En fait, Raoni accuse le président brésilien de volontairement dégrader les conditions de vie des autochtones dans le but de les forcer à se déplacer de territoires convoités par les agriculteurs. Pour appuyer sa plainte, le cacique a monté un dossier de 65 pages, auxquelles sont annexées 21 pièces à conviction. Il rassemble les accusations portées par des dizaines d’ONG locales et internationales, des institutions internationales et des scientifiques spécialistes du climat. Le document reprend notamment un rapport publié par Amazon Watch, affirmant qu’« une faction dominante et conservatrice du puissant secteur agro-industriel du pays, connue sous le nom de “ruralistas”, aide à piloter le programme de Bolsonaro pour l’Amazonie ». 

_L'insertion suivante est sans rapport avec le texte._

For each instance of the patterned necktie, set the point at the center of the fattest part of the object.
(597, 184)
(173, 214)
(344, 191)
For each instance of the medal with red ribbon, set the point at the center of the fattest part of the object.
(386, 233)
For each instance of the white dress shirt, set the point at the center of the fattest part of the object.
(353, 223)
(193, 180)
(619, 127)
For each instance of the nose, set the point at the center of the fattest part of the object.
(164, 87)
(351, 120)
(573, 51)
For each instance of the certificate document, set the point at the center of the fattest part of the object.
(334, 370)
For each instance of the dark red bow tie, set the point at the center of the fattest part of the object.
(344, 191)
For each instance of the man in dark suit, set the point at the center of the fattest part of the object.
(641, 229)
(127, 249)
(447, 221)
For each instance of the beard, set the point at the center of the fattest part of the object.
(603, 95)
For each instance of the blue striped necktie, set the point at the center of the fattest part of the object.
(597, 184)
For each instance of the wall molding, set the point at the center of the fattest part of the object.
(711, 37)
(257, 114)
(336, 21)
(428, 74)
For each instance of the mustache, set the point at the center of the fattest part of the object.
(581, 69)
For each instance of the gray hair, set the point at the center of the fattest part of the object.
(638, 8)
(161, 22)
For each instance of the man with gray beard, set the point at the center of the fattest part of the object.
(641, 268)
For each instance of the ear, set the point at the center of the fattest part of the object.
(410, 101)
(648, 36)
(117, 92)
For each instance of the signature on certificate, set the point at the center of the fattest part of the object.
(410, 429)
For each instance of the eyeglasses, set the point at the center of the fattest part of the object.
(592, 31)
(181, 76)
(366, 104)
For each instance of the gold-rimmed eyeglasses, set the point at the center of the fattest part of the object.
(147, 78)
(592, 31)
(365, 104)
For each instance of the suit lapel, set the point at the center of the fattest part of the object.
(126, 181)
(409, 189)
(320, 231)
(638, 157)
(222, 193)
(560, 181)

Le chef Raoni est représenté par l’avocat français William Bourdon. Il a demandé à la procureure Fatou Bensouda d’ouvrir une enquête. Le Brésil a ratifié le traité de la CPI en 2002, ce qui lui permet d’enquêter sur les crimes commis sur son territoire et par ses ressortissants. En le ratifiant, le pays a aussi levé l’immunité de ses chefs d’Etat, dans le cas où ils seraient coupables de génocide, de crimes contre l’humanité, de crimes de guerre ou d’agression. Pourtant, Fatou Bensouda n’est pas tenue d’ouvrir l’enquête si elle considère que les chefs d’accusations ne correspondent pas à la définition d’un crime contre l’humanité. 

Alors est-ce que l’on peut considérer que Jair Bolsonaro est responsable d’un crime contre l’humanité ? Selon Valérie Cabanes, spécialiste des droits de l’homme : « Il faut regarder la Terre comme un être vivant et l’Amazonie comme l’un des organes de la planète. Jair Bolsonaro met en péril des ressources naturelles qui sont utiles aux populations locales et à l’humanité en général. La forêt amazonienne est vitale pour le maintien du vivant et si elle continue à être exploitée à ce rythme, elle va se transformer en désert très rapidement. Le cycle des pluies de cette région tropicale va s’en trouver totalement perturbé et finir par dérégler le climat mondial. En réalité, le président brésilien se rend coupable d’écocide – la destruction de la maison commune, une atteinte grave à l’un des écosystèmes de la Terre – mais ce crime n’existe pas encore en droit international ». 

Finalement, le dossier monté vise à prouver que Jair Bolsonaro est certes, coupable d’un écocide, mais que celui-ci a des conséquences meurtrières sur la population indigène. À travers cet écocide, le président se rendrait donc coupable d’une crime contre l’humanité. Le but est également d’attirer l’attention de la communauté internationale, dans l’espoir d’obtenir un quelconque soutient.